World Cup 2026 Overview
Ivory Coast arrive at the 2026 World Cup as the continent's most in-form team. The African Cup of Nations title won on home soil in January 2024 — an improbable, emotional triumph that saw the Elephants come from the brink of elimination to win the tournament — injected belief into a program that was searching for a new identity after the Didier Drogba generation faded.
Les Éléphants are no longer built around one transcendent superstar. They are a genuinely collective team, deep in quality across multiple positions, with the midfield engine of Franck Kessié providing the foundation for everything. This is arguably the most complete Ivory Coast squad since 2006, and they arrive in North America with a legitimate case for advancing from what is still a very difficult group.
Group E features Germany, Ecuador, and Curaçao. Germany are the obvious favorite. But second place is Ivory Coast's to lose.
Squad & Coach
Emerse Faé, who took over as head coach during the AFCON 2024 tournament in a crisis situation and somehow guided Ivory Coast to the title, has built a squad that combines European experience with genuine tactical flexibility. The system is adaptable — capable of pressing high against weaker opponents and sitting in a more disciplined structure against elite competition.
The spine of the team is excellent: a reliable goalkeeper in Yahia Fofana, a competitive central defensive pairing, Kessié and a mobile box-to-box midfielder alongside him, and forwards with the pace and technical quality to hurt teams on the counter. The squad has genuine depth, with quality options across all positions.
Key Players to Watch
Franck Kessié is the team's most important player. The Barcelona midfielder's physical power, engine, and ability to function as both a defensive shield and an attacking carrier make him exceptional in the deep-lying midfield role. Kessié covers ground relentlessly, wins tackles, distributes simply, and arrives late into the box to score. Against Germany, his battle with Florian Wirtz and Jamal Musiala in the midfield zone will be the tactical contest that defines whether Ivory Coast can stay in the game.
Sébastien Haller is the striker — a powerful, difficult-to-handle center forward whose story of recovering from a testicular cancer diagnosis to continue performing at the top level gives him an almost talismanic quality within the team. His aerial ability and hold-up play give Ivory Coast a focal point around which their attacking patterns are built.
Simon Adingra emerged as one of the breakout stars of AFCON 2024. The Brighton winger brings pace, directness, and a willingness to take players on that makes him difficult to contain when he is in form.
Tactical Style
Ivory Coast play with a high defensive line and aggressive pressing triggers when they have the ball and when transitioning. Against weaker opponents they dominate possession. Against Germany they will likely drop into a disciplined 4-4-2 or 4-5-1 mid-block and look to exploit transitions.
The wide players — Adingra on one flank, with alternatives on the other — are essential to the team's attacking output. Their ability to carry the ball at pace after winning it high up the pitch creates opportunities before the opposition can reorganize defensively.

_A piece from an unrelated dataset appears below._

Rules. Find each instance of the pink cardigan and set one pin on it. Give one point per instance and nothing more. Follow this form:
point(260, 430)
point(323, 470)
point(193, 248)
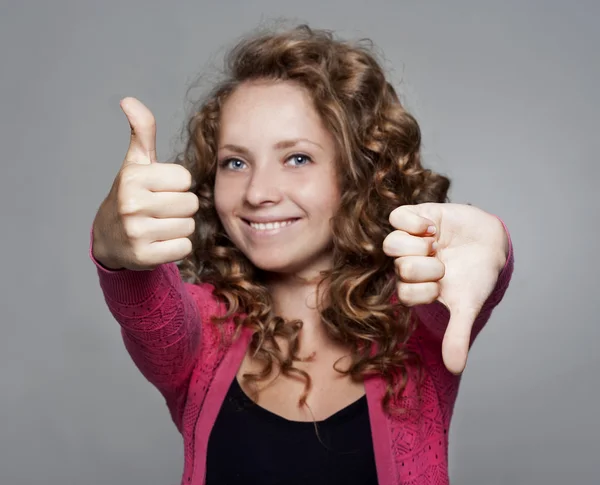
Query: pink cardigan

Path Through the Group Stage
Ivory Coast's path is clear: beat Curaçao comfortably, be competitive against Ecuador, and minimize the damage against Germany while looking for moments to exploit. A top-two finish in Group E is achievable, though it requires at minimum a draw against Ecuador — a match that should be treated as the group's decisive contest for second place.
The expanded format means third-place teams can also advance, adding a safety net. But Ivory Coast's quality demands they aim higher than third.
World Cup History
Ivory Coast have appeared at four previous World Cups: 2006, 2010, 2014, and 2022. They were consistently grouped with difficult opposition and never advanced beyond the group stage, despite the extraordinary quality of players like Didier Drogba, Yaya Touré, and Kolo Touré in their prime. The 2006 group — alongside Argentina, Netherlands, and Serbia — was widely considered one of the toughest in tournament history.
Prediction
Group stage advancement is realistic. Ivory Coast are one of Africa's best squads and have the quality and tactical structure to earn second place in Group E. Germany are a step ahead, but Ecuador and the group's format give the Elephants a genuine route to the knockout rounds. A last-16 run would be a success. A quarterfinal would be historic.